Karena obrolan itu, sampe kantor setelah makan siang, gue jadi teringat betapa serunya waktu Azra lahir. Betapa hebohnya karena waktu itu kita betul-betul dalam kondisi financially stupid. Double income no kids, gak bisa saving? Kebangetan gak sih?
Jadinya for the last half an hour, gue cuma bisa berkaca-kaca bolak balik klik klik photo-photo waktu bayi-bayi ku baru lahir. How tiny and innocent they are. How as parents, we have the responsibility to provide.
And of course, it has to go back to my parents.
Mau nangis nih.
As I wrote this, I was thinking how blessed I am to have parents like my parents. Mungkin secara komunikasi anak sama orang tua kita biasa-biasa aja. They are not the kinds you can actually go to and talk to and discuss different things with. Galak banget lho hehehe…
But they definitely are the ones who shaped my financial attitude.
Gue gak akan pernah lupa, betapa susahnya dulu waktu jaman SD atau SMP untuk bisa beli mainan atau baju baru. Bukan karena mereka gak mampu, tapi karena orang tua gue punya disiplin keuangan yang perlu dicontoh generasi kita.
Tapi waktu umur 14, gue pengen les bahasa Inggris yang mahal banget (dulu lokasi tempat lesnya rumah tua yang sekarang jadi FO di pojokan Jl. Riau Bandung), Papa dengan enteng mengijinkan. Dengan bingung gue bertanya, kenapa, kan biasanya pelit gitu. Jawabannya, “I will pay for anything you want or need for education.” Dasar bandel gue bertanya lagi, “Why? Is it because it’s your obligation?“. Jawaban Papa yang berikut masih bikin gue nangis sampe hari ini, “No, it’s not my obligation. It’s because YOU are my responsibility.“
Lesson learnt from Mr. Irawan Poerwo aka My Dad, you just have to take up your responsibility. In this case, we need to teach our children and shape their financial attitude, because their financial literacy is our responsibility.
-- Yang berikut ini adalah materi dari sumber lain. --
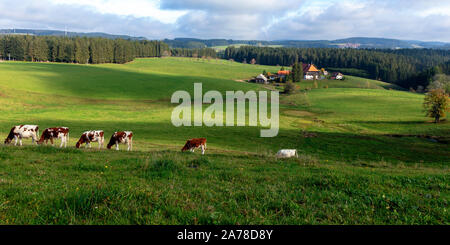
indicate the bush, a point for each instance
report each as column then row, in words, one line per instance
column 289, row 88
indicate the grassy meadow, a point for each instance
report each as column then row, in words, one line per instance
column 367, row 153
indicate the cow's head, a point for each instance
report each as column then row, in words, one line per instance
column 10, row 136
column 112, row 141
column 186, row 147
column 7, row 141
column 81, row 141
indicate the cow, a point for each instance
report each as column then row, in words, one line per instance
column 287, row 153
column 92, row 136
column 193, row 144
column 124, row 137
column 23, row 132
column 55, row 133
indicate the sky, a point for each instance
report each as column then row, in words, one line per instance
column 426, row 20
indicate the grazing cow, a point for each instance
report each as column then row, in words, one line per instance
column 193, row 144
column 23, row 132
column 287, row 153
column 92, row 136
column 55, row 133
column 125, row 137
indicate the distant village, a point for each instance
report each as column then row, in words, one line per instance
column 310, row 72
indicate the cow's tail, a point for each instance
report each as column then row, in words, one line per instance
column 112, row 142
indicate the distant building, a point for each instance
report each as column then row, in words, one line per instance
column 284, row 73
column 311, row 72
column 261, row 79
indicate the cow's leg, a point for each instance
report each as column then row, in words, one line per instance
column 130, row 145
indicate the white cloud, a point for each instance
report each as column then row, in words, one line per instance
column 135, row 8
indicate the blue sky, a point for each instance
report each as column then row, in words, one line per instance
column 426, row 20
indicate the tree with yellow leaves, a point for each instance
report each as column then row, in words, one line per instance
column 436, row 104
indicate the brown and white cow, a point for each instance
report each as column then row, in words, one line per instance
column 125, row 137
column 193, row 144
column 55, row 133
column 92, row 136
column 23, row 132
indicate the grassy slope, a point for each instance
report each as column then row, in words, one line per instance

Coba deh perhatikan. Selama ini kita semua sedikit banyak merefleksikan apa yang dilakukan orang tua kita. Dalam soal uang, ini pun menjadi habit yang terus kita bawa dari kecil sampai sekarang. Kalau sekarang kita sudah melenceng terlalu jauh, terus generasi anak kita gimana dong?
For our children, financial education can only be done through continuous ‘training’ at home, at school and everyday activities. Ofcourse kita yang harus memberi contoh.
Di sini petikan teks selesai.